Самое смешное, что в действительности он руководствовался тысячью желаний и потребностей, диктуемых всем его существом. В результате он вечно куда-то спешил, опаздывал, писал рефераты в вагоне метро, разрывался на части между разными соавторами, больными родственниками, детьми, изданиями, походами, городами,— в буквальном смысле слова жил под огромным напряжением, так что у него, как у какого-нибудь прибора, от перегрузок все время выходила из строя то одна, то другая деталь: ломалась рука или нога, пропадал сон, начинали мучить фурункулы, не поворачивалась голова, разрушались зубы и т. д.

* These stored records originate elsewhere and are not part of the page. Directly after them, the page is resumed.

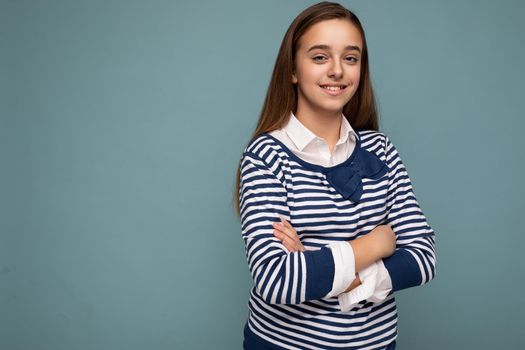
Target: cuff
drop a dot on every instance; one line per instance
(344, 263)
(375, 287)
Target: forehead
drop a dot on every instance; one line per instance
(336, 33)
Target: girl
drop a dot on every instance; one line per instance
(328, 215)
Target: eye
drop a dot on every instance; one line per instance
(319, 58)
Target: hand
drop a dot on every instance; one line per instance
(384, 239)
(286, 233)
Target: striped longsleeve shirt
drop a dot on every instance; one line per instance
(288, 305)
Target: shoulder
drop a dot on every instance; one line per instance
(373, 141)
(267, 152)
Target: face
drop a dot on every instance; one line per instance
(327, 67)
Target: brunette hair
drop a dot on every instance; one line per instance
(281, 97)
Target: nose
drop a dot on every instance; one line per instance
(336, 70)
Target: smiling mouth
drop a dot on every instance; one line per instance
(333, 90)
(333, 87)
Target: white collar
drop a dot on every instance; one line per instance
(301, 136)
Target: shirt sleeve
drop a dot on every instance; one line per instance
(375, 287)
(280, 276)
(414, 261)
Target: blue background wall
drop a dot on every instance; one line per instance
(122, 124)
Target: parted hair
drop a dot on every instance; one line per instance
(281, 96)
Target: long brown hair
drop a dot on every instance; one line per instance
(281, 97)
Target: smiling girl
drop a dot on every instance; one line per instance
(330, 222)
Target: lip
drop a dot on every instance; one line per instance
(333, 92)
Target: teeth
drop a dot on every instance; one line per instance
(333, 88)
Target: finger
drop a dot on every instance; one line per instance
(282, 237)
(290, 232)
(287, 242)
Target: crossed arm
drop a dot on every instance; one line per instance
(379, 243)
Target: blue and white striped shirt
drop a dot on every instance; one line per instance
(288, 305)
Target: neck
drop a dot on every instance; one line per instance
(324, 125)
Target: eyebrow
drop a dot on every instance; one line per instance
(326, 47)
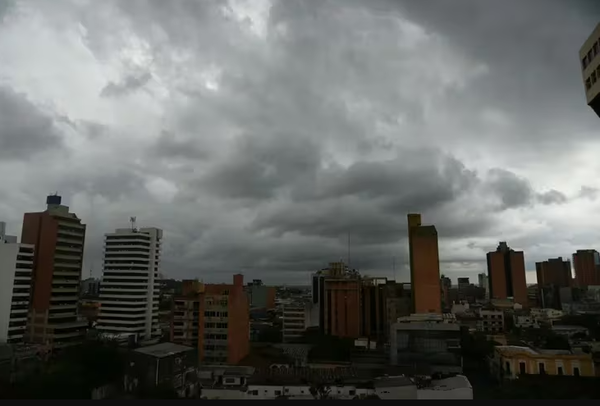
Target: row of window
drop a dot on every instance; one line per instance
(215, 325)
(215, 314)
(593, 52)
(541, 369)
(594, 77)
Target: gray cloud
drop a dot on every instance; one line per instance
(129, 84)
(268, 135)
(24, 129)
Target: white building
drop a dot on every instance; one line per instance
(129, 291)
(16, 265)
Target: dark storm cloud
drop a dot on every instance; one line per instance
(130, 83)
(532, 56)
(273, 150)
(24, 129)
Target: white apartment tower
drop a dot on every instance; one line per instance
(129, 291)
(16, 266)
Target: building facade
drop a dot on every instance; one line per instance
(129, 291)
(424, 266)
(58, 237)
(555, 272)
(16, 267)
(506, 274)
(589, 55)
(509, 361)
(587, 268)
(217, 316)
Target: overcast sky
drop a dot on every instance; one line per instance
(261, 134)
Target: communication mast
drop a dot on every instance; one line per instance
(132, 220)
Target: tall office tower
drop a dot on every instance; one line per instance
(587, 268)
(337, 291)
(16, 265)
(506, 273)
(215, 318)
(58, 236)
(589, 55)
(424, 266)
(484, 283)
(129, 291)
(554, 272)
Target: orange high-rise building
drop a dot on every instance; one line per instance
(424, 266)
(215, 318)
(587, 268)
(555, 272)
(506, 274)
(58, 236)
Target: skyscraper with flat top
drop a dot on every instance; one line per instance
(589, 55)
(58, 237)
(424, 266)
(506, 274)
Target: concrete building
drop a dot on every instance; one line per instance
(90, 288)
(237, 383)
(429, 342)
(58, 236)
(509, 361)
(337, 290)
(424, 266)
(129, 292)
(295, 320)
(163, 365)
(554, 272)
(506, 273)
(216, 317)
(261, 296)
(589, 55)
(16, 266)
(484, 283)
(490, 321)
(587, 268)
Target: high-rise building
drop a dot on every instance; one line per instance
(484, 283)
(555, 272)
(129, 291)
(424, 266)
(16, 265)
(506, 273)
(58, 237)
(589, 55)
(587, 268)
(215, 318)
(337, 290)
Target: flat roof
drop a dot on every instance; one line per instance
(163, 349)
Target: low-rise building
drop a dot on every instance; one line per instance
(490, 321)
(430, 341)
(163, 365)
(293, 384)
(508, 362)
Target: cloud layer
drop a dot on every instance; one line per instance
(271, 137)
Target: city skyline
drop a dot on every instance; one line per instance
(267, 141)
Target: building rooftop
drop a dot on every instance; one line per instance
(454, 382)
(163, 349)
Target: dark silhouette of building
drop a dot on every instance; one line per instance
(587, 268)
(506, 273)
(424, 266)
(555, 272)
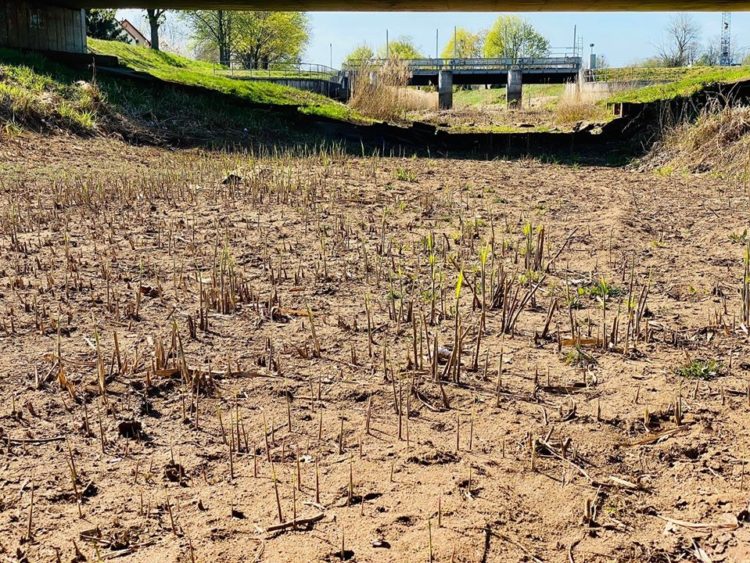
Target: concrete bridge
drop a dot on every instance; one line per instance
(59, 25)
(509, 72)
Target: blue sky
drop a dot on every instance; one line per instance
(622, 38)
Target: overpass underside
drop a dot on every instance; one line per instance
(59, 25)
(26, 24)
(499, 78)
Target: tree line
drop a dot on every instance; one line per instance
(509, 37)
(260, 39)
(254, 40)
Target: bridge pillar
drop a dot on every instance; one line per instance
(445, 89)
(514, 88)
(26, 24)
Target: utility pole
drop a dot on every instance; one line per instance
(725, 54)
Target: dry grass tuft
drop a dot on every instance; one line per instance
(718, 141)
(382, 93)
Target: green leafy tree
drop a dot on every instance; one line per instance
(511, 37)
(360, 55)
(265, 38)
(212, 33)
(464, 44)
(103, 24)
(155, 17)
(402, 48)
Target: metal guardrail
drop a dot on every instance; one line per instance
(563, 63)
(290, 71)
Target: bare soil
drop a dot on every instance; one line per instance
(185, 359)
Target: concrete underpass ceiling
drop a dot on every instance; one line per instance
(420, 5)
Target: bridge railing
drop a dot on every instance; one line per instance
(301, 71)
(566, 63)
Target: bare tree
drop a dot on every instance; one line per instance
(155, 19)
(680, 47)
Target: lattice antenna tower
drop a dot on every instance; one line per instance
(725, 54)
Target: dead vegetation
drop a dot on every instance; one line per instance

Очередной поломкой механизма стала затяжная ангина, которой он пренебрегал, бегая по делам, так что она привела к потере обоняния и вкуса. Тем не менее он продолжал работать, только просил приехать к нему. За работой разговор, естественно, опять зашел о том, что человек это разум. Потом идем ужинать, садимся за стол, Игорь говорит: “Надо же, все так аппетитно выглядит, а я ничего не чувствую, ни запаха, ни вкуса”. Я говорю: “Tu l’as voulu: колено у тебя из нейлона, в локте железо, вкус и обоняние потеряны, ты постепенно превращаешься в чистый разум. Чем ты недоволен? Ешь и сознавай, что это нужно тебе для продолжения работы над созданием цивилизации мыслящих машин”. Однако эта программа его явно не устроила. Он усиленно лечился антибиотиками и, в конце концов, вернул себе утраченные способности. Помню, однако, что я с определенным удовлетворением наблюдал эту наглядную критику чистого разума. Здесь, конечно, и крылась привлекательность Мельчука. Нестерпимый блеск его научных и человеческих достоинств смягчался как очевидной наивностью его философских установок, так и теми поломками, которые то и дело выводили из строя эту совершенную машину. Чтобы на солнце можно было смотреть, на нем должны быть пятна.
Одним из литературных мечтаний Мельчука было написать подлинную историю советской лингвистики. (Недавно он опубликовал, как я понимаю, одну из ее глав — воспоминания о своем учителе А. А. Реформатском.) Игорь буквально смаковал различные анекдоты из жизни лингвистов. Как-то раз он пересказал мне следующий диалог между создателем аппликативной грамматики Шаумяном и его учеником Е. Л. Гинзбургом.
“Гинзбург. Себастиан Константинович, я полагаю, что Ваша модель потянет не меньше, как на аксиомы Риманова пространства. Шаумян (удовлетворенно покручивая ус). Да-а, а Вы мне не напомните, в чем... э-э... состоят аксиомы Риманова пространства, а то я что-то не вполне... э-э... удерживаю в памяти... Гинзбург. Собственно... я... э-э... затрудняюсь, Себастиан Константинович”.
P. S. Игорь, с пятидесятилетием тебя. Прими и мою скромную главу и не обессудь, если что не так.